Die rechtsextreme Identitäre Bewegung (IB) hatte um 16 Uhr zu einer Kundgebung beim Weghuberpark aufgerufen. Grund dafür war die von Bundeskanzler Sebastian Kurz (ÖVP) erzwungene deutliche Abgrenzung der FPÖ von der als rechtsextrem eingestuften Gruppierung.
Sprecher Martin Sellner lobte die trotz der „Diffamierungskampagne“ gekommenen Sympathisanten gleich eingangs als „Helden“ und pries die Identitären als „Avantgarde der Meinungsfreiheit“, die vom „tiefen linken Staat“, der „Politjustiz“ und der „Medienmafia“, bedroht sei.
Eier und Bier auf Polizisten
Gegen die Kundgebung der IB hatten die „Plattform für eine menschliche Asylpolitik“ und die „Offensive gegen Rechts“ mobilisiert. Die Gegendemonstranten hatten sich ab ca. 14.30 Uhr bei der Hauptuniversität und beim Republiks-Denkmal vor dem Parlament versammelt.
Ihr Protest richtete sich nicht nur gegen die Identitären und deren Verbindungen zur FPÖ, sondern auch gegen die „Hasspolitik“ der Regierung und die Kürzung der Mindestsicherung.
Die Demos verliefen anfangs ruhig. Gegen Ende bewarfen linke Demonstranten Polizisten allerdings mit Eiern und Bierdosen. Außerdem wurde eine Rauchbombe gezündet und es kam zu Rangeleien.
Schreiduelle und "Lulu-Schild"
Wie berichtet, hat die Polizei rund um die Kundgebung der IB eine Sperrzone ausgerufen, um eine Eskalation zwischen den beiden Lagern zu verhindern. Zu einer solchen war es bei einer Demonstration der IB im Sommer 2016 gekommen. Damals musste die Polizei Pfefferspray einsetzen.
Von den Rändern der 120 Meter breiten Sperrzone konnten sich die Aktivsten allerdings ein verbales Duell liefern. Während die Gegendemonstranten - nach eigener Einschätzung rund 2.000 - sich über das „traurige kleine Häuflein“ auf der anderen Seite lustig machten und „Alerta, Alerta, Antifaschista!“ skandierten, antworteten die Identitären mit „Heimatliebe - kein Verbrechen“. Nach eigener Einschätzung der Identitären waren 300 Sympathisanten gekommen.
Beobachtet von Polizeikameras bat Sellner seine Unterstützer, auf eigene Transparente zu verzichten. Ein Demo-Teilnehmer hatte seinem Frust über das Verhalten der FPÖ zuvor mit einem „Strache - du Lulu“-Schild Luft gemacht.

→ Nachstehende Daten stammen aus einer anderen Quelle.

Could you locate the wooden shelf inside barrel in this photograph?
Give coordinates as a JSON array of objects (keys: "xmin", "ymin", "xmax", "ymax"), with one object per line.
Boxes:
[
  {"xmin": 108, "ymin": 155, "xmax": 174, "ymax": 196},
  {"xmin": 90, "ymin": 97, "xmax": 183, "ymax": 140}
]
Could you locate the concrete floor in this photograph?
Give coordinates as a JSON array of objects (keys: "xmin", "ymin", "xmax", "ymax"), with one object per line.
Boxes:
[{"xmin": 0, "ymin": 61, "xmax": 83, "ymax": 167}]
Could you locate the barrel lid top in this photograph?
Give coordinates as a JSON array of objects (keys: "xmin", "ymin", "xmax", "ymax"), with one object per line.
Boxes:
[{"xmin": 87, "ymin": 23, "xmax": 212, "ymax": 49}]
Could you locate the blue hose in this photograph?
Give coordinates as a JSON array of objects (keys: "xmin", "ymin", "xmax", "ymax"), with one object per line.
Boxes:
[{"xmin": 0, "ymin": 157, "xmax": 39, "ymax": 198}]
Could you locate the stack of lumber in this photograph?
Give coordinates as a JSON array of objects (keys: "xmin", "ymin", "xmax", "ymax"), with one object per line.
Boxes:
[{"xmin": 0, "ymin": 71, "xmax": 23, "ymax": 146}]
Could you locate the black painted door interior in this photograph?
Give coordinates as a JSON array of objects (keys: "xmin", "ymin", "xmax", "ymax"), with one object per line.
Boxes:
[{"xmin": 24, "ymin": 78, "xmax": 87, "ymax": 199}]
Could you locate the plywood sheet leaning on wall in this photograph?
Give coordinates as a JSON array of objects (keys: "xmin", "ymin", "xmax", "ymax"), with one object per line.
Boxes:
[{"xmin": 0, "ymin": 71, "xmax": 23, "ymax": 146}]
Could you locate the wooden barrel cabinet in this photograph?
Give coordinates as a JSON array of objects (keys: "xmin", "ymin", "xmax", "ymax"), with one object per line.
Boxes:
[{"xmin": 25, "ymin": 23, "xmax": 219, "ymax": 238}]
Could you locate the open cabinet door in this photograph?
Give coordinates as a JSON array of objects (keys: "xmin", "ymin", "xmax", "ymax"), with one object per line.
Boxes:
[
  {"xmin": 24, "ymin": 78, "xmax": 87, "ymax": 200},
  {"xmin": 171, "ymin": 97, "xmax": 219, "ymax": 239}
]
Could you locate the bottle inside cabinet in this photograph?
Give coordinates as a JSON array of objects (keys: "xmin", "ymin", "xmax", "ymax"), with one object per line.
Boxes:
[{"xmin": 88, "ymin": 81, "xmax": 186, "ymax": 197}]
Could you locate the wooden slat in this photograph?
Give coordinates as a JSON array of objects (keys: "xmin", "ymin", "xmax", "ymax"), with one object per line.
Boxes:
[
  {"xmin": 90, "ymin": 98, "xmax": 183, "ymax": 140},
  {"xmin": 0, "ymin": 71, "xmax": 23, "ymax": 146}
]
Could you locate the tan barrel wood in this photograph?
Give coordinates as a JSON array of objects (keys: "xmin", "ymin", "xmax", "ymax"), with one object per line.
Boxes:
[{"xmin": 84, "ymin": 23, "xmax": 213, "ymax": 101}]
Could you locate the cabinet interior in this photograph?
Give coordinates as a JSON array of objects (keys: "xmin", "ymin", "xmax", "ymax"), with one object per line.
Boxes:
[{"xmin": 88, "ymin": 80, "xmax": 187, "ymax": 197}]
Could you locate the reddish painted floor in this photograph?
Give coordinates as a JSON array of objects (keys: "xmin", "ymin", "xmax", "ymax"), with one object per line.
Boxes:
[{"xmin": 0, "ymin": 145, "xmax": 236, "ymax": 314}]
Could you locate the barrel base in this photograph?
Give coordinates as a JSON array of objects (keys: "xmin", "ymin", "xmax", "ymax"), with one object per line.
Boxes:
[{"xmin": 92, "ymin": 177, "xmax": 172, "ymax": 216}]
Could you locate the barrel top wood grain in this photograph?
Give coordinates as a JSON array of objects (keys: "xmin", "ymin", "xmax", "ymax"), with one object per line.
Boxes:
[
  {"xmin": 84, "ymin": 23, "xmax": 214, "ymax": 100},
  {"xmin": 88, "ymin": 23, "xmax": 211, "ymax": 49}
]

Selbst mitgebracht hatten die Identitären gelbe Schilder mit dem Slogan, „Für Meinungsfreiheit und gegen den großen Austausch“, womit sie neuerlich bei jenem Slogan anknüpften, in dessen Namen der Attentäter von Christchurch in Neuseeland im März zwei Moscheen attackiert und 50 Menschen erschossen hatte („The Great Replacement“).
Die Demos im Rückblick
13.00 Uhr: Die "Plattform für eine menschliche Asylpoltik", der Veranstalter der Demonstration von der Uni zum Justizpalast, hat sich in Stellung gebracht.

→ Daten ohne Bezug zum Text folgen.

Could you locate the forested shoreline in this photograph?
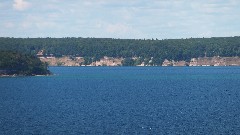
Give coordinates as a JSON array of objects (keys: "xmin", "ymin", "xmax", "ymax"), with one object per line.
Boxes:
[{"xmin": 0, "ymin": 36, "xmax": 240, "ymax": 65}]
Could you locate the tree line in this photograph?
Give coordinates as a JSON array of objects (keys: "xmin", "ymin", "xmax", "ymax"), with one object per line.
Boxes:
[{"xmin": 0, "ymin": 36, "xmax": 240, "ymax": 65}]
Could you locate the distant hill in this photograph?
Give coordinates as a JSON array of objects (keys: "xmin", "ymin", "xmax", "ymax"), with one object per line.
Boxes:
[
  {"xmin": 0, "ymin": 37, "xmax": 240, "ymax": 65},
  {"xmin": 0, "ymin": 51, "xmax": 50, "ymax": 76}
]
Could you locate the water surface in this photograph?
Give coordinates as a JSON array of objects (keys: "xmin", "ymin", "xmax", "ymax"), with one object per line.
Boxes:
[{"xmin": 0, "ymin": 67, "xmax": 240, "ymax": 135}]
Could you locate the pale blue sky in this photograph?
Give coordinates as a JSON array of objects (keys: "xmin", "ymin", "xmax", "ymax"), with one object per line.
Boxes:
[{"xmin": 0, "ymin": 0, "xmax": 240, "ymax": 39}]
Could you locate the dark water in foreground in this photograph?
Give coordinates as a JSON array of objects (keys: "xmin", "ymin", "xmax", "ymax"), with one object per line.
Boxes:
[{"xmin": 0, "ymin": 67, "xmax": 240, "ymax": 135}]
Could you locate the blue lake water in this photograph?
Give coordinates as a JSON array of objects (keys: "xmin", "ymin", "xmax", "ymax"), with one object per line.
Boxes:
[{"xmin": 0, "ymin": 67, "xmax": 240, "ymax": 135}]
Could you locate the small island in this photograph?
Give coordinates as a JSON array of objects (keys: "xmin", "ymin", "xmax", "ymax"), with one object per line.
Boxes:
[{"xmin": 0, "ymin": 51, "xmax": 51, "ymax": 76}]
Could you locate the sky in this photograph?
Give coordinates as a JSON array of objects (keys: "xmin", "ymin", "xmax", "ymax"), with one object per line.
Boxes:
[{"xmin": 0, "ymin": 0, "xmax": 240, "ymax": 39}]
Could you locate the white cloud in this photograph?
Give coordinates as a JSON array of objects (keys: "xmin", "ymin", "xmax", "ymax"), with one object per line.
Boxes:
[
  {"xmin": 5, "ymin": 22, "xmax": 14, "ymax": 28},
  {"xmin": 13, "ymin": 0, "xmax": 31, "ymax": 11}
]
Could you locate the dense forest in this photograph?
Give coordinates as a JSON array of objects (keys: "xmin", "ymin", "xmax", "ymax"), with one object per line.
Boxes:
[
  {"xmin": 0, "ymin": 37, "xmax": 240, "ymax": 65},
  {"xmin": 0, "ymin": 51, "xmax": 50, "ymax": 75}
]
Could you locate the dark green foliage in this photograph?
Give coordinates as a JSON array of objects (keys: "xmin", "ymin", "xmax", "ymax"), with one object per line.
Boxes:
[
  {"xmin": 0, "ymin": 51, "xmax": 50, "ymax": 75},
  {"xmin": 122, "ymin": 58, "xmax": 134, "ymax": 66},
  {"xmin": 0, "ymin": 37, "xmax": 240, "ymax": 65}
]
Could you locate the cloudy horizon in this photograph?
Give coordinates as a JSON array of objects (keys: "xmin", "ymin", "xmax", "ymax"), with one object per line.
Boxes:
[{"xmin": 0, "ymin": 0, "xmax": 240, "ymax": 39}]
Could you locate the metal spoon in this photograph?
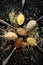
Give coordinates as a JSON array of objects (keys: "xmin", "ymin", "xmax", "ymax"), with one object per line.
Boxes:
[
  {"xmin": 22, "ymin": 0, "xmax": 25, "ymax": 10},
  {"xmin": 0, "ymin": 19, "xmax": 14, "ymax": 28}
]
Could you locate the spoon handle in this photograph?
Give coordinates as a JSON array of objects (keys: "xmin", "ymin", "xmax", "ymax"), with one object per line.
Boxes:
[
  {"xmin": 22, "ymin": 0, "xmax": 25, "ymax": 9},
  {"xmin": 2, "ymin": 47, "xmax": 16, "ymax": 65},
  {"xmin": 0, "ymin": 19, "xmax": 14, "ymax": 28}
]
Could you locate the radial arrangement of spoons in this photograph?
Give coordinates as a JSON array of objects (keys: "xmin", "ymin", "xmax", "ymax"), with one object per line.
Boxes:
[{"xmin": 0, "ymin": 11, "xmax": 43, "ymax": 52}]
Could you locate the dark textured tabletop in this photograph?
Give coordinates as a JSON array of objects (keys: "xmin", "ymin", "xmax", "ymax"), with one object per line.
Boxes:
[{"xmin": 0, "ymin": 0, "xmax": 43, "ymax": 65}]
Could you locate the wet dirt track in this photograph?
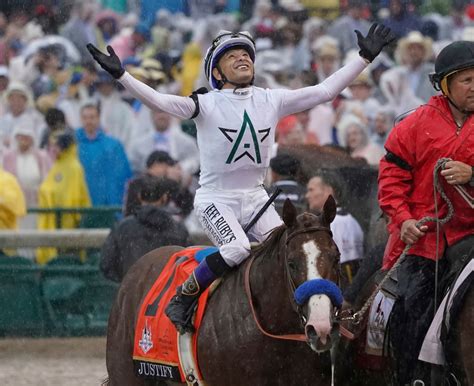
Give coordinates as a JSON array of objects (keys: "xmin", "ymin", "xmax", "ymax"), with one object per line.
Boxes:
[{"xmin": 0, "ymin": 337, "xmax": 107, "ymax": 386}]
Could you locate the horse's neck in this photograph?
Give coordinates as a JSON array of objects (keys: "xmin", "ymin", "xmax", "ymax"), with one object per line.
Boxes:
[{"xmin": 246, "ymin": 251, "xmax": 299, "ymax": 333}]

14.44 Uhr: Vor der Uni sammeln sich derzeit die Demonstranten. Momentan ist es dort ruhig, melden die Kollegen vor Ort.
14.55 Uhr: Die Demo hat offiziell begonnen, die Organisatoren schwören die Teilnehmer ein. Österreich sei das Zentrum des Rechtsextremismus, erklärt eine Frau am Bühnenwagen.

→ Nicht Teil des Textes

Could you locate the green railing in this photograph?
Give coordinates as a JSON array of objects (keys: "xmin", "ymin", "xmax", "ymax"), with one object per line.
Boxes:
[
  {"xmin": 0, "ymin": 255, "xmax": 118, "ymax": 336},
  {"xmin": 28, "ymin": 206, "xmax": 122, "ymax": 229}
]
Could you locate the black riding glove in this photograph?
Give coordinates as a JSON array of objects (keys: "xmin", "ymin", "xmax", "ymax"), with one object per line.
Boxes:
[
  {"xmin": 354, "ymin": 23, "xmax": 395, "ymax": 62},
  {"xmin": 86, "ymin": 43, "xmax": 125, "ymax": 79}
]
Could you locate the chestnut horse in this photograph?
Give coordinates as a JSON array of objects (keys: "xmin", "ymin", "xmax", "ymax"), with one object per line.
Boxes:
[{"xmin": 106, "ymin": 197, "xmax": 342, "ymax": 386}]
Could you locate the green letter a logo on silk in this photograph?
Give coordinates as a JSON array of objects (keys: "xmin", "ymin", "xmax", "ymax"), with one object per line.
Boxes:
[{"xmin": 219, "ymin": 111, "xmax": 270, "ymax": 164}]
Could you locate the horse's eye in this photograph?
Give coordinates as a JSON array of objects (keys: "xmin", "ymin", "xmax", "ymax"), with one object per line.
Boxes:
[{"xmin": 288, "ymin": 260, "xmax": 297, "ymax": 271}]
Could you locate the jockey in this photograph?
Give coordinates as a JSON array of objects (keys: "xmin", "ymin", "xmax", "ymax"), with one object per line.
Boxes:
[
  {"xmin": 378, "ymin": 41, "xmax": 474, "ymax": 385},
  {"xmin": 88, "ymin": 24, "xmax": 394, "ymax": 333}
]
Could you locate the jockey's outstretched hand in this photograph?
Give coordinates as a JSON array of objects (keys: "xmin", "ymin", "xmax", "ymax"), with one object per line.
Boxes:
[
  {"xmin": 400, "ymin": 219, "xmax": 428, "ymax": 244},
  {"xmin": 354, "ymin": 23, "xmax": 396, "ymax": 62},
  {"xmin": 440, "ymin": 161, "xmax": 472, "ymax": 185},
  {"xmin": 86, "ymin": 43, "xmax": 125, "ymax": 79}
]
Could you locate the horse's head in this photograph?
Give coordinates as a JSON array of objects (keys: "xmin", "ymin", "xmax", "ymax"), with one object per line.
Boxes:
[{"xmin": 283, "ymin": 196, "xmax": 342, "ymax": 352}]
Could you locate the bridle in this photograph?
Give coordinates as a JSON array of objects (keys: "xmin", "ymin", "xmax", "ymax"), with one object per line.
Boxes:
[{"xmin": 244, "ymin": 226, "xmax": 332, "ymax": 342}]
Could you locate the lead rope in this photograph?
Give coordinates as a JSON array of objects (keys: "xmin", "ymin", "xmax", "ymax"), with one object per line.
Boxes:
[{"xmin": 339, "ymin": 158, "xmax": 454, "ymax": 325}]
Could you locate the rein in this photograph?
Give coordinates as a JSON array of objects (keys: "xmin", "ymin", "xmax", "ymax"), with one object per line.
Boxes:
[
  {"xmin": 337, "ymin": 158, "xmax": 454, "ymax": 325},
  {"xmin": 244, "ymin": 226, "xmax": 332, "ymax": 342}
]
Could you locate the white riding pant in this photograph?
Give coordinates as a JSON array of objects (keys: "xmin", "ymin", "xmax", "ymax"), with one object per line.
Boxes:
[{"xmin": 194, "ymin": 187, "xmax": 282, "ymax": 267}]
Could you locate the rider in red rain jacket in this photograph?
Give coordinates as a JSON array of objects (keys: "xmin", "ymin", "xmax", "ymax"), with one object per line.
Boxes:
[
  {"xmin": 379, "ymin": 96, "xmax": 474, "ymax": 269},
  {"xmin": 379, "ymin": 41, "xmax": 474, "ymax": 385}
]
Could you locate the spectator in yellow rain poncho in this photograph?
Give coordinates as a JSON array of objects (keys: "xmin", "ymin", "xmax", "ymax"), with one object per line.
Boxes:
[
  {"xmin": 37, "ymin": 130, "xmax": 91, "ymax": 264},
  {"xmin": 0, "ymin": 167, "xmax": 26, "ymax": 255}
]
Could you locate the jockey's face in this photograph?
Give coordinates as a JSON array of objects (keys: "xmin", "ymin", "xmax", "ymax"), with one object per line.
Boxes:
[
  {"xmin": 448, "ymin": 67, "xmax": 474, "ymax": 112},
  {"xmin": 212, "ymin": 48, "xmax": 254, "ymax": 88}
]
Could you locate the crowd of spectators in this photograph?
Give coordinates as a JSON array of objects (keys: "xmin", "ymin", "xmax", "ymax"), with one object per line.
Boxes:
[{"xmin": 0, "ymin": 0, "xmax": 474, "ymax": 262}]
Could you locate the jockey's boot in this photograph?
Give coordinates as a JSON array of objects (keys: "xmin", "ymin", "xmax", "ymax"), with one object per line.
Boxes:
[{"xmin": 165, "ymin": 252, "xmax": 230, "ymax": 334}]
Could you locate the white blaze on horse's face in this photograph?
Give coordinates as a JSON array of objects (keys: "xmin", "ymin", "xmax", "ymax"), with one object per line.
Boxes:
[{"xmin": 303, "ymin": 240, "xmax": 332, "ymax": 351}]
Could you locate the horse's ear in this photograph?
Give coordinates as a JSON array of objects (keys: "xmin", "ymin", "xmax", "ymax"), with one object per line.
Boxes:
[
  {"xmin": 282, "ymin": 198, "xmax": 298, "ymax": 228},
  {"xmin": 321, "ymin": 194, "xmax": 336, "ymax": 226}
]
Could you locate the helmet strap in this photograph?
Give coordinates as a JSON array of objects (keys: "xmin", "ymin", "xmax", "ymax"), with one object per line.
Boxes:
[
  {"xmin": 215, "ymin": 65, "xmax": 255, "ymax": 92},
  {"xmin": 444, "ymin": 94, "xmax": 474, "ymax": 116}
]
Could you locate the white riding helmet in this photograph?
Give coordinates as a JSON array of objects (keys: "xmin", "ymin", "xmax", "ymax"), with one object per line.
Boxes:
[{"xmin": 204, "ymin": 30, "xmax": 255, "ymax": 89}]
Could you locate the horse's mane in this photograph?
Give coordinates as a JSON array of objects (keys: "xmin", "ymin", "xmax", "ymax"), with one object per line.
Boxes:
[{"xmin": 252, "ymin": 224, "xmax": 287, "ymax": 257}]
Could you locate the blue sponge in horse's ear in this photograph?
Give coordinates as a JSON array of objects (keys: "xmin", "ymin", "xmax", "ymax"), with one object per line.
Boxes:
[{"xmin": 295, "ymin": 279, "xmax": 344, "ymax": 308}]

15.16 Uhr: Bis die Kundgebung der Identitären beim Justizministerium startet, dauert es zwar noch etwas - doch die Polizei hat den Bereich bereits abgeriegelt.
15:40 Uhr: Der Demozug hat sich Bewegung gesetzt.
16.10 Uhr: Die Identitären haben sich unterdessen beim Justizministerium versammelt. Ihr Chef Martin Sellner ist auch schon da und spricht zu den Teilnehmern der Kundgebung.
16:20 Uhr: Der Demo-Organisator "Plattform für eine menschliche Asylpolitk" spricht von 1.000 Teilnehmern. Von der Polizei gibt es noch keine Schätzung.
16:25 Uhr: "Macht die Grenzen dicht!", skandieren die Identitären.
16.45 Uhr: Der Demonstrationszug der linken Aktivisten ist inzwischen am Schmerlingplatz angekommen und begrüßt die Identitären mit einem Pfeifkonzert.
17.14 Uhr: Nach Einschätzung der Identitären sind 300 Sympathisanten zur Kundgebung gekommen, die Organisatoren der Gegendemo sprechen nun von 2.000 Teilnehmern an ihrem Marsch.
17.34 Uhr. Die Kundgebung der IB ist zu Ende.
17.42 Uhr: Einige Demonstraten werfen Eier und Bierdosen auf Polizisten. Außerdem wurde eine Rauchbombe gezündet, es kommt zu Rangeleien.
18.29 Uhr: Die Demos sind offiziell zu Ende. Die Straßen sind wieder frei.